As far as I can tell, FastAI does not use padding when training language models for next token prediction. However, the embedding layer of the AWD-LSTM model takes a padding_idx as input. This row of the embedding should never be touched, as there are no padding tokens in any of the batches. I wanted to check this, so I created this toy example:
> tok = Tokenizer(partial(MolTokenizer), pre_rules=[], post_rules=[])
> path = './databunch/'
>
> bs=64; wd=1e-2; drops=0.0
> train_sub = train_data.sample(n=256).copy()

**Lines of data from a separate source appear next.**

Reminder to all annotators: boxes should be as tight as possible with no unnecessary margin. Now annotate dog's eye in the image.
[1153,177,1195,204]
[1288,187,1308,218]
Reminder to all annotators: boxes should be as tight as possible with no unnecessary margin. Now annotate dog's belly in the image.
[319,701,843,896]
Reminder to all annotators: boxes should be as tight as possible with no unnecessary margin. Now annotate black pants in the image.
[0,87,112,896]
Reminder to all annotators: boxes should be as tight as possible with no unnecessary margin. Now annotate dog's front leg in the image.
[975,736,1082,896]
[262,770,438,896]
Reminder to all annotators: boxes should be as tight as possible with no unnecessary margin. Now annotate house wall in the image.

> valid_sub = valid_data.sample(n=256).copy()
> db1 = TextLMDataBunch.from_df('./debug/', train_sub, valid_sub, bs=bs, tokenizer=tok, text_cols='sequence', min_freq=1, include_bos=False, include_eos=False)

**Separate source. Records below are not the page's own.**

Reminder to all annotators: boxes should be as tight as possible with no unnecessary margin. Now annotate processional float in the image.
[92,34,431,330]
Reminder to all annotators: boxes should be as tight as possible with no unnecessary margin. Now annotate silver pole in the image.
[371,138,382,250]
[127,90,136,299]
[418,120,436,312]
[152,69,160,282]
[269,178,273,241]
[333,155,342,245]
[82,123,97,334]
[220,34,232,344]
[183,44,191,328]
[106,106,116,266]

> db1.train_ds.x.vocab.stoi
defaultdict(<class 'int'>, {'xxpad': 0, 'L': 1, 'A': 2, 'G': 3, 'V': 4, 'E': 5, 'S': 6, 'I': 7, 'K': 8, 'R': 9, 'D': 10, 'T': 11, 'P': 12, 'N': 13, 'F': 14, 'Q': 15, 'Y': 16, 'M': 17, 'H': 18, 'C': 19, 'W': 20, 'GO': 21, 'xxfake': 23})
>
> config = awd_lstm_lm_config.copy()
> config['pad_token']=0
> learner = language_model_learner(db1, AWD_LSTM, drop_mult=drops, wd=wd, pretrained=False, config=config)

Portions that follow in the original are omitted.